CharacterBERT: Reconciling ELMo and BERT for Word-Level Open-Vocabulary Representations From Characters (2010.10392v3)

Abstract: Due to the compelling improvements brought by BERT, many recent representation models adopted the Transformer architecture as their main building block, consequently inheriting the wordpiece tokenization system despite it not being intrinsically linked to the notion of Transformers. While this system is thought to achieve a good balance between the flexibility of characters and the efficiency of full words, using predefined wordpiece vocabularies from the general domain is not always suitable, especially when building models for specialized domains (e.g., the medical domain). Moreover, adopting a wordpiece tokenization shifts the focus from the word level to the subword level, making the models conceptually more complex and arguably less convenient in practice. For these reasons, we propose CharacterBERT, a new variant of BERT that drops the wordpiece system altogether and uses a Character-CNN module instead to represent entire words by consulting their characters. We show that this new model improves the performance of BERT on a variety of medical domain tasks while at the same time producing robust, word-level and open-vocabulary representations.

CharacterBERT: Enhancing BERT for Specialized Domains

The paper "CharacterBERT: Reconciling ELMo and BERT for Word-Level Open-Vocabulary Representations From Characters" introduces a novel approach to word-level representation in LLMs by replacing the conventional wordpiece tokenization system of BERT with a Character-CNN module. The purpose of this innovation is to address the shortcomings of predefined wordpiece vocabularies, particularly in specialized domains like medicine, where domain-specific terminology often results in inefficient subword breakdowns.

Motivation and Background

The adoption of BERT as the foundational architecture for NLP systems is widespread, primarily due to its successful implementation of bidirectional transformer models. BERT's reliance on wordpieces, a subword tokenization system, is advantageous for general domains but potentially limiting in contexts demanding highly specialized vocabularies. This paper acknowledges the growing demand in NLP for models tailored to specific domains, such as clinical or biomedical fields, where typical wordpiece vocabularies may not adequately capture the specificity of the language used.

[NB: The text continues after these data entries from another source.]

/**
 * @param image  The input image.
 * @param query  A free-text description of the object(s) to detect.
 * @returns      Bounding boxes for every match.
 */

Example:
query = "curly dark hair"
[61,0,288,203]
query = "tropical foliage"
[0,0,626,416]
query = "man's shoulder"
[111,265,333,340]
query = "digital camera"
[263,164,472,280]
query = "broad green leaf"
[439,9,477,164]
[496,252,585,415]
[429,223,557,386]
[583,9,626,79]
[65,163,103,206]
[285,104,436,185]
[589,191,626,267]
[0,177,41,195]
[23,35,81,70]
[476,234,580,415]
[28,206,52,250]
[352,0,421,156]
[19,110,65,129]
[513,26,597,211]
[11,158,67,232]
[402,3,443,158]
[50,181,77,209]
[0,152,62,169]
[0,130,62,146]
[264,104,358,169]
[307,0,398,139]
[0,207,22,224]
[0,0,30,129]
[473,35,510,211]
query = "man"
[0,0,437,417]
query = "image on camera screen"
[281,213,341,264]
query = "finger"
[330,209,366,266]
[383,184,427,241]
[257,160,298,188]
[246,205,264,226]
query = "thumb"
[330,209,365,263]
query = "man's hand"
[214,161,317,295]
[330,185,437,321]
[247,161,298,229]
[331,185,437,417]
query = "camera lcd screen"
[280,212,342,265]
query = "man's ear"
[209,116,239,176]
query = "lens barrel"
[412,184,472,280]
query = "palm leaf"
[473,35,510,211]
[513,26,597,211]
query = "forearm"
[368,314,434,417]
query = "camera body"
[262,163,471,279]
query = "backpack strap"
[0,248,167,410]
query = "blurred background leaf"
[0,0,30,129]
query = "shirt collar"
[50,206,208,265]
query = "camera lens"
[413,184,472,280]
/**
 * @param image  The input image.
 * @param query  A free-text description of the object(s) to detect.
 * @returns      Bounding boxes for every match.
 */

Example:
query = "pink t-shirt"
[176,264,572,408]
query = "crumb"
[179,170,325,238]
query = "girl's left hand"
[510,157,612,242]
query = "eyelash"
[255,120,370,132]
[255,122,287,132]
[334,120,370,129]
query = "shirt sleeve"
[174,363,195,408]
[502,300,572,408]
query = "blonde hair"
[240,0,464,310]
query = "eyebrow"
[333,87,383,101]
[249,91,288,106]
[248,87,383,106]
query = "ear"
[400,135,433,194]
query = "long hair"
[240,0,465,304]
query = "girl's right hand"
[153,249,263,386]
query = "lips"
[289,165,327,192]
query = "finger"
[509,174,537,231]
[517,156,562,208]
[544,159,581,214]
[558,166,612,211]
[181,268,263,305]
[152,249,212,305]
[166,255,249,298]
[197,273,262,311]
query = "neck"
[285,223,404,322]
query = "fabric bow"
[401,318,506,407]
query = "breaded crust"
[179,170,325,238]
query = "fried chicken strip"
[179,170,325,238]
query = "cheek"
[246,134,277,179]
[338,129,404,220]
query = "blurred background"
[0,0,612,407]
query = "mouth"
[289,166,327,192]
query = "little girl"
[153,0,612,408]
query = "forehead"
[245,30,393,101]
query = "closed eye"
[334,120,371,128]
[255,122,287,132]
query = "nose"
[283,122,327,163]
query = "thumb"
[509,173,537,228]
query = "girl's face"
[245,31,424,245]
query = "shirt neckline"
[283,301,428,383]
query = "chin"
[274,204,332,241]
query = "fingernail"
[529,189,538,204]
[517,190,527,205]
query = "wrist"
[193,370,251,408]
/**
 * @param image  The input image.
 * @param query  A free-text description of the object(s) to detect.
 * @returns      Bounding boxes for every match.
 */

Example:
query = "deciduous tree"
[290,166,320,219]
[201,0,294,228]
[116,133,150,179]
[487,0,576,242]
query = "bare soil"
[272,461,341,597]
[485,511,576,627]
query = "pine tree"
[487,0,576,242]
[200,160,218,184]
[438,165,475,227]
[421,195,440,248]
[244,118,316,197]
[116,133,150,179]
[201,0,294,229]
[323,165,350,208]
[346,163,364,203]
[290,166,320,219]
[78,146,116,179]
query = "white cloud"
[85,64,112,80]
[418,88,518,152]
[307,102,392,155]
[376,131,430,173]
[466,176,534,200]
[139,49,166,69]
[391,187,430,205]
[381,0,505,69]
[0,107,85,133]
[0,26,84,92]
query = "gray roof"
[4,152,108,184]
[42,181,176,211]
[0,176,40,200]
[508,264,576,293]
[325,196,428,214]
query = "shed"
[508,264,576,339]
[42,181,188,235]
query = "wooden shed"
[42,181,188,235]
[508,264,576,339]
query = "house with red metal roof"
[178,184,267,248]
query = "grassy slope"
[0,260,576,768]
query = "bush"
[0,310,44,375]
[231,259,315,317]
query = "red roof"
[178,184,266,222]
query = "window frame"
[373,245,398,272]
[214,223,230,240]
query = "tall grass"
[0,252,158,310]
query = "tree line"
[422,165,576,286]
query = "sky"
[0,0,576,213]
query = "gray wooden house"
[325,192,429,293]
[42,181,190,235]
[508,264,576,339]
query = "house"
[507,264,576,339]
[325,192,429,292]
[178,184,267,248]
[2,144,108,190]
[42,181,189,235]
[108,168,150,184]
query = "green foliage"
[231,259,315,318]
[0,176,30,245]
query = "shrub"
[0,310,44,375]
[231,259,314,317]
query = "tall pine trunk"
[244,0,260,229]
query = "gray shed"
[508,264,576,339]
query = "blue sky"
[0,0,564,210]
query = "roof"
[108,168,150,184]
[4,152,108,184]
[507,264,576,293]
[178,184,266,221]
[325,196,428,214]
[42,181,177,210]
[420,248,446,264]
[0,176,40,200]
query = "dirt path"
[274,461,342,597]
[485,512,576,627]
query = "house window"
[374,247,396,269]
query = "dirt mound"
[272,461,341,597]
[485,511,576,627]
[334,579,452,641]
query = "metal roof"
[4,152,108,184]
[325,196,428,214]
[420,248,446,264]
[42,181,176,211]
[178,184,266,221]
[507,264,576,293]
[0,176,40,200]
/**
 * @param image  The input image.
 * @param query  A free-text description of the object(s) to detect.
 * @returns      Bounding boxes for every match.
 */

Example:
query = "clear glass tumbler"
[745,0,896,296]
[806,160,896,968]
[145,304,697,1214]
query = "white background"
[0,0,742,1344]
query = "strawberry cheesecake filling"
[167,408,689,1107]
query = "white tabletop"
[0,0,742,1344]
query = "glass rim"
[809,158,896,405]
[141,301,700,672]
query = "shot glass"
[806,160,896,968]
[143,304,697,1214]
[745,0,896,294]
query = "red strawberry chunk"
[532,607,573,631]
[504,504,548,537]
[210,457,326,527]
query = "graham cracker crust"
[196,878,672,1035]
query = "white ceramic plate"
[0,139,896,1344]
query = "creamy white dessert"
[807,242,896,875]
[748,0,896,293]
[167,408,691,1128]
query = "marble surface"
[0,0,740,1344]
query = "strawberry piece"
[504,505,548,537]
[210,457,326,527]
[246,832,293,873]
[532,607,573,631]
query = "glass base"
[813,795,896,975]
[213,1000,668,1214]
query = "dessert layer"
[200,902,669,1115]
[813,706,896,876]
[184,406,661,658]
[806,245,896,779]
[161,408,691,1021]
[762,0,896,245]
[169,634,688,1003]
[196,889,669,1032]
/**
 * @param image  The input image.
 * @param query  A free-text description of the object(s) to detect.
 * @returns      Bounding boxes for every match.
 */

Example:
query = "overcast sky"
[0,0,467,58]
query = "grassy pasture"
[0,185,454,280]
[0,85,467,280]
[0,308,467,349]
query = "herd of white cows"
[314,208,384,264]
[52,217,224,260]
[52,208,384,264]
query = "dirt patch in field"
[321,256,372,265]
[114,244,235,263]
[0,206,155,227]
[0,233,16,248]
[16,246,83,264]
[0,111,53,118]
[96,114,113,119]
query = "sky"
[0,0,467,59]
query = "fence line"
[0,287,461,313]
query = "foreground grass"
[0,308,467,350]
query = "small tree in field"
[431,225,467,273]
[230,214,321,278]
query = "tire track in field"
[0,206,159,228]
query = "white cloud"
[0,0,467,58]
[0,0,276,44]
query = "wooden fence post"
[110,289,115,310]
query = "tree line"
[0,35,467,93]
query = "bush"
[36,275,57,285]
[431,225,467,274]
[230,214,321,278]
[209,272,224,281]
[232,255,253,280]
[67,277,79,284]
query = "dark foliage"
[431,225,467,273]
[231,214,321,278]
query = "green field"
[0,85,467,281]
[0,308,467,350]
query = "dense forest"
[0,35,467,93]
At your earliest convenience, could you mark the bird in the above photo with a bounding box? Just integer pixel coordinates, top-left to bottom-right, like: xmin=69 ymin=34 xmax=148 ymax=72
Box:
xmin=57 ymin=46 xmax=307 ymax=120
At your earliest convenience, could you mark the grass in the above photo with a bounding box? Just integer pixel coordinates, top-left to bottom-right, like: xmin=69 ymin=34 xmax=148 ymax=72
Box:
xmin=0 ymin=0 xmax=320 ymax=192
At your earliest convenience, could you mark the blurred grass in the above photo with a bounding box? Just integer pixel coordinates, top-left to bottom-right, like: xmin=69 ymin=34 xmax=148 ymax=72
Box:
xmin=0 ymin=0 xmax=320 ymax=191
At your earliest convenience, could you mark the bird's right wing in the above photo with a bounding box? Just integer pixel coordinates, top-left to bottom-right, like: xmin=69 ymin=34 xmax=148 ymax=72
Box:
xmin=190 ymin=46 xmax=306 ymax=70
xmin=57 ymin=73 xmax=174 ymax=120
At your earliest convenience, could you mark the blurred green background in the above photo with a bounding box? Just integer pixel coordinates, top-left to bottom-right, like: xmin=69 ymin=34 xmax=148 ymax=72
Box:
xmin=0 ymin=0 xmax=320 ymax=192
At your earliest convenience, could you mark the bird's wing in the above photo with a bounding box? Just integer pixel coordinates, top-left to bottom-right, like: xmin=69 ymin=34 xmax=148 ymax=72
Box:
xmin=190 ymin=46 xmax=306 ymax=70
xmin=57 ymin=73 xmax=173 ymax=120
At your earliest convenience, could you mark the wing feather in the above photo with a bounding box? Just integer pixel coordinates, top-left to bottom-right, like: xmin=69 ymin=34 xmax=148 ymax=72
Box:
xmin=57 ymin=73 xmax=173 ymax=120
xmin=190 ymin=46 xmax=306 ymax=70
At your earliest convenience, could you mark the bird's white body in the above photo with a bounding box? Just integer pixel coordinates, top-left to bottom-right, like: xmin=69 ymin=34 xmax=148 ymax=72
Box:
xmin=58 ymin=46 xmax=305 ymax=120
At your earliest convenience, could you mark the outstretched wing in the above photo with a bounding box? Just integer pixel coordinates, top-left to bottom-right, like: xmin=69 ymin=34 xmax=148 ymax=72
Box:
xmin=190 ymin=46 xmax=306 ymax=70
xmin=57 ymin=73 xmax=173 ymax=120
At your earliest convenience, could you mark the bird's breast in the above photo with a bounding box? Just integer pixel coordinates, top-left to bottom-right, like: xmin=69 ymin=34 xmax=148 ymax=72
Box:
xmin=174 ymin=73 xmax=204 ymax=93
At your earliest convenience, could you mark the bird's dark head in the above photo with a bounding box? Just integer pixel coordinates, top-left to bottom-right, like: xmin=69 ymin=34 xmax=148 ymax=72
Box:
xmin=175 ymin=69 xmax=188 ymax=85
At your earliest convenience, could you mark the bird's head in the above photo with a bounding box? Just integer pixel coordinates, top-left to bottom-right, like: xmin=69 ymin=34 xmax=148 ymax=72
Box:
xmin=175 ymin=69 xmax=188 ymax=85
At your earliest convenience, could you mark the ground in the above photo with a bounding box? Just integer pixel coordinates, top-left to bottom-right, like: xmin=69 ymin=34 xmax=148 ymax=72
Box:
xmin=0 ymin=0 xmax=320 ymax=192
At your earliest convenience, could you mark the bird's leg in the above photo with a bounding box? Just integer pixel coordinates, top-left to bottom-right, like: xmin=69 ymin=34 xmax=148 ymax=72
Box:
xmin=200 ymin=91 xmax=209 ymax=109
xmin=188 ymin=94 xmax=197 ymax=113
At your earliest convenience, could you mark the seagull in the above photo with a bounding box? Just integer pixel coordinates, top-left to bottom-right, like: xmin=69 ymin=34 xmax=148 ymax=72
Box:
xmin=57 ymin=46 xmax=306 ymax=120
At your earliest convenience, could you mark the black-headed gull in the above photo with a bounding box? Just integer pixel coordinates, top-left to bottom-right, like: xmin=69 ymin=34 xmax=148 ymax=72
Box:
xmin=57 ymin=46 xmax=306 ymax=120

The Core Contribution: CharacterBERT

CharacterBERT represents a significant shift from dependency on predefined wordpieces to a character-based approach to token representation. The authors implement a Character-CNN module, akin to ELMo’s early word-level systems, within the BERT architecture to generate open-vocabulary, robust word-level embeddings.

Key Features

• Character-CNN Module: This module constructs word representations from a sequence of characters, maintaining context independence while moving to the deep contextual embeddings provided by transformer layers.
• Absence of Predefined Vocabularies: CharacterBERT eschews the need for a pre-trained vocabulary, thereby reducing conceptual complexity and potential bias toward general-domain wordpieces.
• Increased Robustness: Character-level modeling demonstrates resilience to input noise and misspelling—a common issue in textual data processing.

Evaluation and Results

Through comprehensive experimentation on several medical domain tasks—including entity recognition, sentence similarity, and relation classification—the CharacterBERT model shows improvement over BERT, particularly in environments where wordpiece vocabularies are inefficient. The authors present results from using CharacterBERT in comparison with general-domain models like BERT and specialized counterparts like BlueBERT. CharacterBERT demonstrates superior performance in tasks requiring finer domain representations and robustness to misspellings.

Implications and Future Work

The implications of the CharacterBERT approach are two-fold: practically enhancing domain-specific NLP task performance, and theoretically expanding the understanding and application of character-based models in transformer architectures. Avenues for future research include optimizing the pre-training architecture for speed, extending applicability across different languages, and refining robustness through advanced character sequence processing techniques.

This exploration into character-level tokenization as an alternative to wordpiece systems in transformers highlights the ability to adapt complex models like BERT to specialized contexts, marking a potential new direction in the efficient handling of domain-specific language processing tasks.